What to Know
- New York City is offering free lead tests to kids who live in public housing units that were repainted in the last year
- Officials revealed that the painters hadn't been properly trained to protect kids from lead paint
- A recent report found NYCHA hasn't been doing required lead inspections at its units for years, dating back to Bloomberg administration
City officials announced Saturday that children living in recently painted public housing units will be eligible for free lead tests after discovering that workers weren't properly trained on lead abatement.
Children who lived in New York City Housing Authority apartments that were repainted after a 2016 lead inspection would be offered the free lead tests, said Olivia Lapeyrolerie, a spokeswoman for Mayor Bill de Blasio.
The tests are now being offered "out of an abundance of caution," she said.

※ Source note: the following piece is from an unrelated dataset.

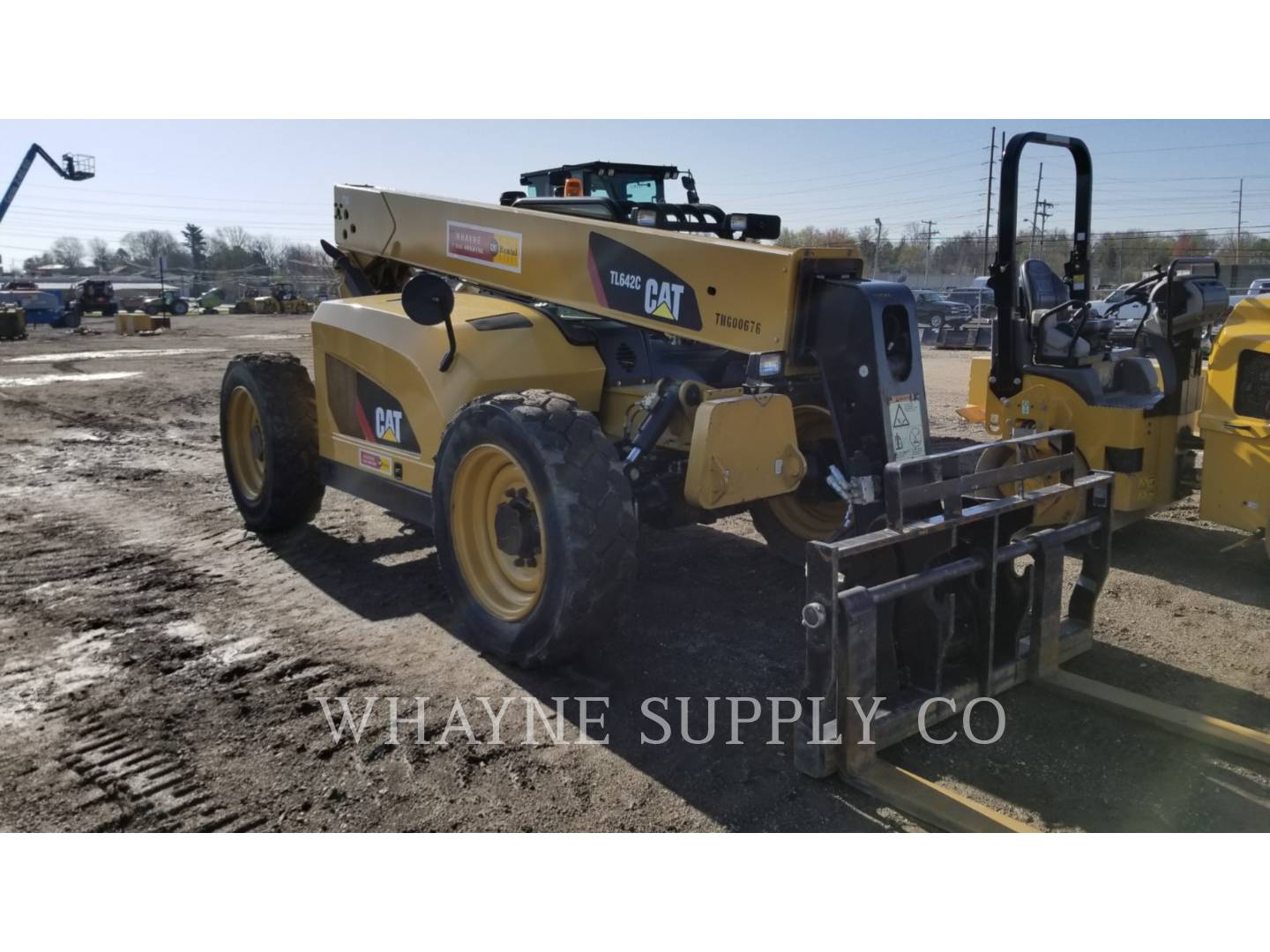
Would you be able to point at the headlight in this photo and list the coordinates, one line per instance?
(770, 365)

The news that lead hazard abatement last year may not have been properly completed in more than 2,200 apartments with young children comes on top of recent revelations that NYCHA had failed to perform mandatory annual inspections for more than four years. The latest findings cast additional doubt on de Blasio’s recent assurances that the city had taken swift action after learning in 2016 that it was out of compliance and that no children had been harmed. Some
Lead experts and lawyers suing the city on behalf of lead poisoned children mayors ability to declare no harm to children since many children in those homes would not have been routinely tested for lead exposures.
She said that NYCHA began new training for workers and vendors in August for the second round of inspections to be completed next week that would bring the city into compliance with local law.
The vendor was identified as ATC Group Services.
The development comes after NYC officials revealed they had failed to perform mandated annual inspections between 2012 and 2016 and filed false paperwork with the federal government.
The I-Team reported that NYCHA is currently attempting to get into compliance with Local Law 1 by quickly inspecting more than 4,200 units with young children in the last ten weeks of 2017.
On Friday, the city was ordered by the court to allow independent experts to be present as NYCHA inspects thousands of public housing units for lead paint hazard.
De Blasio says this is the second round of inspections for apartments presumed to contain lead paint, and in which children under age 6 live.
The first round of inspections began in the summer of 2016, according to top housing officials who claimed that’s when they learned they had failed to inspect for several years. And it appears the majority of apartments inspected last year displayed possible hazards. A NYCHA spokeswoman says of 4,232 units visually inspected, peeling or chipping paint were found in more than half.
In 2016 alone, 2,363 of those units were repainted. But peeling and chipping paint is visible on the walls of Kyan Dickerson’s apartment in the Red Hook East houses.
In court Thursday, city lawyers argued that Dickerson's apartment underwent a complete lead remediation before his family moved in.
Kyan’s mother, Sherron Paige says NYCHA eventually sealed up a pizza-box sized hole in their wall, but did not repaint, nor otherwise abate the lead hazard in their home. Kyan was diagnosed in July with dangerously high lead levels in his blood.
His mother says he has suffered developmental delays as a result of his exposure. As the I-Team reported, housing officials initially denied the presence of lead in Kyan’s apartment, despite findings to the contrary by the NYC Health Department.
NYCHA declined to comment on why Kyan’s apartment has still not been painted, citing the ongoing litigation.
Housing officials insist they have qualified inspectors from an outside vendor performing the inspections, but they also declined to name the vendor.